Sometimes we find, clutching a root with a deathgrip, an advocate of the so-called "Precision School" of legal drafting. These lawyers and profs fear that awful chaos would result if lawyers quit using ancient Anglo/French/Latin phrases, in favor of words used by 21st Century Americans in everyday life. Chaos? Well gosh, people might have to *sue* if they can't agree what a word or phrase written in 21st Century English means. Uh-huh, thinks I: as if they aren't already suing by the thousands over the meaning of Roman-numeraled legal documents bristling with boilerplate clunkers such as "witnesseth," "hereinabove," "aforementioned," "covenant and agree," and "hereunto."

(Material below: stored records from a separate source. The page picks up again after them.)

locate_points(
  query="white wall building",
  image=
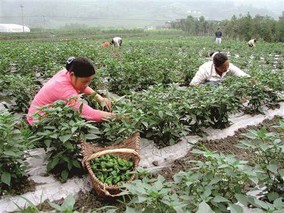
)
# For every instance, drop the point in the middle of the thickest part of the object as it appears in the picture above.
(13, 28)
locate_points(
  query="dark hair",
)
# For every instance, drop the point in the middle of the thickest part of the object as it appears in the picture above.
(80, 66)
(219, 59)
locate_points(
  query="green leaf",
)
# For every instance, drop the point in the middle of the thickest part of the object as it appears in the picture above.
(52, 163)
(68, 203)
(64, 174)
(10, 153)
(273, 168)
(55, 206)
(243, 199)
(203, 207)
(220, 199)
(65, 138)
(235, 208)
(6, 178)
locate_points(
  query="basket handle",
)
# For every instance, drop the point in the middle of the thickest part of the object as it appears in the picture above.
(104, 152)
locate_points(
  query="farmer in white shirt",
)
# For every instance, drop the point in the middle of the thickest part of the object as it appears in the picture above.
(251, 43)
(116, 41)
(216, 70)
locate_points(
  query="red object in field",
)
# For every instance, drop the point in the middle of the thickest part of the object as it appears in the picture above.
(105, 44)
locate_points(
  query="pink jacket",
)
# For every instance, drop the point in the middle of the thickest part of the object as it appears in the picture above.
(59, 87)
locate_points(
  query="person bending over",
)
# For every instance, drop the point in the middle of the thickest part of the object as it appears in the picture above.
(116, 41)
(251, 43)
(216, 70)
(69, 83)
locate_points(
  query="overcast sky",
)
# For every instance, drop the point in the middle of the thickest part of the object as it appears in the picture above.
(47, 13)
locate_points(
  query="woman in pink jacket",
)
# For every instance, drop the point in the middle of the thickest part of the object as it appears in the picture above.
(67, 83)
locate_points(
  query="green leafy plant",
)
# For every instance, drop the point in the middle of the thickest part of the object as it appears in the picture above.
(269, 160)
(13, 146)
(61, 128)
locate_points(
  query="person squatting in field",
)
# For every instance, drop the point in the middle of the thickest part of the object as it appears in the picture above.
(69, 83)
(251, 43)
(116, 41)
(218, 36)
(216, 70)
(105, 44)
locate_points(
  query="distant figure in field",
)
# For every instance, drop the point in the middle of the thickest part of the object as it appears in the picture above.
(251, 43)
(218, 35)
(116, 41)
(216, 70)
(105, 44)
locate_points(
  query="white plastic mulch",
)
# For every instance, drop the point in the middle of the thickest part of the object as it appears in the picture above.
(50, 189)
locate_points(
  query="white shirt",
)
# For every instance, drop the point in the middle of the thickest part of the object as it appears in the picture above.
(207, 72)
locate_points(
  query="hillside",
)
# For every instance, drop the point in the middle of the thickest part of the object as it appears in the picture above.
(121, 13)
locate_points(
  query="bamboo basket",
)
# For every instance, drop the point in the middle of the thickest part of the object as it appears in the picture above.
(128, 149)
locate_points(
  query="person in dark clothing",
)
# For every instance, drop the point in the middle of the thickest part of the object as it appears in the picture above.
(218, 35)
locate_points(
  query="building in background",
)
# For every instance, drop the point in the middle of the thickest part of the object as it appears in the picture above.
(13, 28)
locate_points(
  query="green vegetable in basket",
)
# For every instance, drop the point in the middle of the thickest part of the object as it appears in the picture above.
(111, 169)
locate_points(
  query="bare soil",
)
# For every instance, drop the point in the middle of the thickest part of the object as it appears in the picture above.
(89, 201)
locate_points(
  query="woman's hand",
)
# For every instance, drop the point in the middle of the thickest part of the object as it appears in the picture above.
(104, 102)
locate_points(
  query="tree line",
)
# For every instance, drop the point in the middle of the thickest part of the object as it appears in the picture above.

This book should be required reading for every law student, law professor, judge and lawyer in the United States. It encourages those among us who want to write clearly when drafting legal documents. I hope it will at least give pause for thought to our colleagues who never met a hundred-word clause in the passive voice, that they didn't like.

Legaleazy4
Mr. Freedman's "The Party of the First Part" is a much more humorous review of Law School. Freedman covers Torts, Contracts, Criminal Law, Wills, Trusts, Estates and a multitude of other subjects that can even confuse some of the most academically gifted among us. I for one spent Law School in a haze because I felt like I was not getting the big picture. However, when I realized that the `law' does not have a big picture, I felt much more relaxed. Our Anglo-Saxon, Franco-Norman, Old English influenced law, as Mr. Freedman demonstrates, is a series of compromises and half-measures and it has always been that way. `Legalese' can be used as both a sword and a shield. For instance, Wills can be written in a way that makes sense to people, without any mention of the words "rest" "residue" or "remainder." But since these sounds good and lawyerly, it keeps showing up in Wills and Testaments. (Testament also being a redundancy too as Mr. Freedman demonstrates.) Thus, the odds of challenging a plain English Will and winning is much greater then one that packs more and more legalese in. Since legalese protects not only the lawyer and the client, legalese can also be used as a sword. For instance, why hire a lawyer if you could understand the documents that you are reading and signing? I encourage anyone to read this book to get a humorous side to a very dry topic.